Un pouvoir qui prétendrait devenir un pouvoir depuis son seul écran d’ordinateur, est-ce bien raisonnable ? Je laisse les lecteurs, s’ils le souhaitent, répondre à ces questions.

 

Le cinquième pouvoir est-il un simple « outil » de diffusion ou un outil « d’analyse et de diffusion » ?

Aujourd’hui, il semble n’être qu’un outil. Il deviendra un véritable pouvoir quand il aura la capacité de distinguer le vrai du faux quel que soit le sujet abordé.

Quelques pistes méritent réflexion.

Pour devenir un vrai contre-pouvoir, il me semble, l’organisation citoyenne doit constituer un réseau mondial d’enquêteurs et de rédacteurs, autour d’un site qui serait la référence dans la recherche de la vérité. Ce réseau analysera l’actualité en s’appuyant sur les sources libres et des sources indirectes. Prenons l’exemple de la grippe aviaire. Dans 90 % des cas, sa détection est dans ou à proximité d’un élevage industriel. En Europe, à part des cygnes, des oies et des canards, on ne connaît quasiment aucune autre espèce d’oiseaux atteinte par ce virus. Surtout, on cherche les cadavres de ces oiseaux sauvages. Aucune réserve naturelle en Europe n’a été touchée par cette grippe. Et pourtant, à en croire les scientifiques d’Etat, la grippe est véhiculée par les oiseaux sauvages. Il y a matière à enquêter et une telle enquête peut se faire depuis un ordinateur et un téléphone. Il suffit de dresser une carte des foyers de grippe pour s’apercevoir que les foyers ne correspondent pas aux grandes lignes migratoires, mais aux grands centres d’élevages industriels. Et justement, c’est notamment avec ce procédé que le Dr Muro a mis au jour le scandale de l’huile espagnole frelatée en 1981. L’huile n’était pas en cause, mais les pesticides absorbés par les tomates oui. Plus de 1 200 morts et, au moins, 25 000 personnes atteintes de séquelles parfois très graves. Ce docteur, décédé d’un cancer lié aux produits qu’il analysait, avait dressé la carte des marchés de grand air dans lesquels on recenserait de nouvelles victimes. Les faits lui ont donné raison. Avec peu de moyens il a pu alerter le monde sur ce que cachait le pouvoir en place.

Quel rapport entre le Dr Muro et nos oiseaux ?

Dans les deux cas, une pièce manque au puzzle, les cadavres d’oiseaux sauvages dans notre cas. Le cinquième pouvoir, un grand réseau, fort de son tissu de lecteurs et de rédacteurs au niveau national, voire plus loin, peut exerçer son pouvoir en se mobilisant pour reconstituer le puzzle. S’il s’avère qu’une pièce manque vraiment à l’appel, alors le cinquième pouvoir gagnera en crédibilité et en pouvoir.
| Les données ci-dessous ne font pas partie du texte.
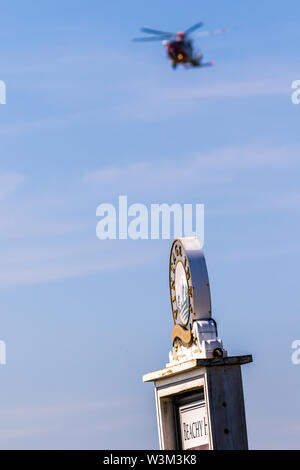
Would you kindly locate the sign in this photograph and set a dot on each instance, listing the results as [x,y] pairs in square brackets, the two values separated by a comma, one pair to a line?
[189,288]
[194,426]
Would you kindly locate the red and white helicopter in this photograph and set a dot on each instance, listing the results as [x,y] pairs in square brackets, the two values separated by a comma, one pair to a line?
[179,46]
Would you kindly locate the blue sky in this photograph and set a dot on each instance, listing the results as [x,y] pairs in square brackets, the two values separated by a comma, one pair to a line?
[91,115]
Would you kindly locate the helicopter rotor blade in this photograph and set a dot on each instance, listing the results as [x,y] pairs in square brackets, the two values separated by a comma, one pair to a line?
[202,34]
[151,38]
[155,31]
[192,28]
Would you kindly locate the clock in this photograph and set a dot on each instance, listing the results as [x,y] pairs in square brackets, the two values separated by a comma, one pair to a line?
[189,288]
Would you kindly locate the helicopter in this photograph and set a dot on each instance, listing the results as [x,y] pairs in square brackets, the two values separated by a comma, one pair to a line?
[179,46]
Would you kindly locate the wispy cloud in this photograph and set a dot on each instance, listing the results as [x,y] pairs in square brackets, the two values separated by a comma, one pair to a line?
[215,166]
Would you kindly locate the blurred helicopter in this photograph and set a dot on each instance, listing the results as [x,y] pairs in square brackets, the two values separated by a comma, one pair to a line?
[179,46]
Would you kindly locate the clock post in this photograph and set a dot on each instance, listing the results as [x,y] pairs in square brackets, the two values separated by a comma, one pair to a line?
[199,393]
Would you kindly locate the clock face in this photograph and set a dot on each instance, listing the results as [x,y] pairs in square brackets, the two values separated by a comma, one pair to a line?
[181,288]
[182,293]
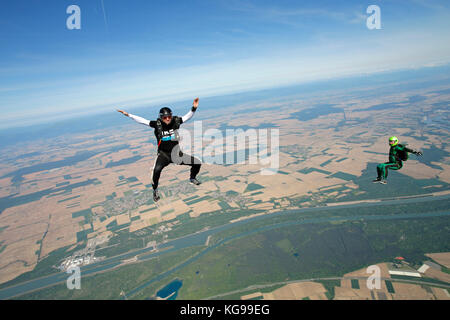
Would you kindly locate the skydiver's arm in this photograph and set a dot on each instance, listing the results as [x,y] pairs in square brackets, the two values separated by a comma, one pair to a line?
[139,119]
[190,114]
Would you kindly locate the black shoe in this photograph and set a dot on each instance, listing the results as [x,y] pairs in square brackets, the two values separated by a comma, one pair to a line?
[155,195]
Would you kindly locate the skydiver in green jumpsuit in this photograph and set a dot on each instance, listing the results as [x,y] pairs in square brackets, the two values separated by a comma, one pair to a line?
[397,154]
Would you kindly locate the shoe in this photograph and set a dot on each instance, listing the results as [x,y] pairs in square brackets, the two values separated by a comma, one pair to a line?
[156,196]
[195,181]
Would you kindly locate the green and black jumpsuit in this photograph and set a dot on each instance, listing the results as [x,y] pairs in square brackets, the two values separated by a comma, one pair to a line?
[394,163]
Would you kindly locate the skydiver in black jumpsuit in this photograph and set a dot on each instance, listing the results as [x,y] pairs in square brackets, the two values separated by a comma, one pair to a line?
[166,127]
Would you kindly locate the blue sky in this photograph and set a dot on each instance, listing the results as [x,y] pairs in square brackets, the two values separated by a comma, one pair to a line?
[134,53]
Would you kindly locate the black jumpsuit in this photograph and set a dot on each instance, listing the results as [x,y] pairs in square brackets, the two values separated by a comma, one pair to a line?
[169,150]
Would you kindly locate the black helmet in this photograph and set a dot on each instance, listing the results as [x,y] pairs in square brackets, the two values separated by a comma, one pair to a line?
[164,112]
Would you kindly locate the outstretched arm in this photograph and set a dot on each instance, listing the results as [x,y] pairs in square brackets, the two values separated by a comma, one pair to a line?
[135,118]
[190,114]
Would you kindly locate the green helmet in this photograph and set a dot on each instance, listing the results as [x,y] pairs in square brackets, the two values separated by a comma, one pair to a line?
[394,141]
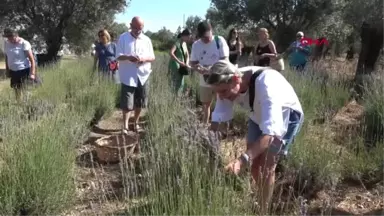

Pour aller plus loin dans son projet de véritable contre-pouvoir, le cinquième pouvoir doit se rapprocher et s’entourer de spécialistes, de scientifiques, de journalistes d’investigation, d’économistes, etc. Il ne saurait être l’œuvre que des seuls bénévoles.

Le cinquième pouvoir est en gestation, mais il n’existe pas encore.